Born in Marugame, Japan, Professor Shigehisa Kuriyama studied for two years at Phillips Exeter Academy and two years in France before attending Harvard College. After obtaining his A.B., he trained as an acupuncturist for three years in Tokyo, and returned to Harvard where he received a Ph.D. in History of Science in 1986. His professional appointments (the Humanities Program at the University of New Hampshire; the Graduate Institute of Liberal Arts at Emory University; and the International Research Center for Japanese Studies) prior to joining the Harvard faculty in 2005 have been notable for their explicit emphasis on interdisciplinary inquiry. His publications, for their part, have been marked by a consistent effort to probe broad philosophical issues through the prism of specific topics in comparative cultural history. He has also long been interested in techniques and styles of presenting knowledge. Professor Kuriyama’s The Expressiveness of the Body and the Divergence of Greek and Chinese Medicine (1999) received the William H. Welch Medal of the American Association for the History of Medicine, and has been translated into Greek, Chinese and Spanish. His current projects includes studies on the relationship between money and the body in Edo era Japan and the history of presence.

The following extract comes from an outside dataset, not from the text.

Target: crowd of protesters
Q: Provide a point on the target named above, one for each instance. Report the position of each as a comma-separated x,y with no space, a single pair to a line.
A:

Professor Kuriyama’s research explores broad philosophical issues (being and time, language and experience, curiosity and desire) through the lens of specific topics in comparative cultural history. He is now working chiefly on two projects. One is a history of the notion and experience of tension, an examination of how tension, which was long considered a virtue-the proof of vitality and presence in the world-became a modern pathology, a mark of anxiety, and the root of all manners of illness. The other project spotlights the relationship between money and the body, and explores how the transformations in social relations caused by the spread of the money economy in the Edo period affected not just medical theory and practice, but also the intimate experience of pain and sickness. During 2005-06, he lectured on this latter project in a number of universities in the United States, as well as in China, Turkey, and Israel.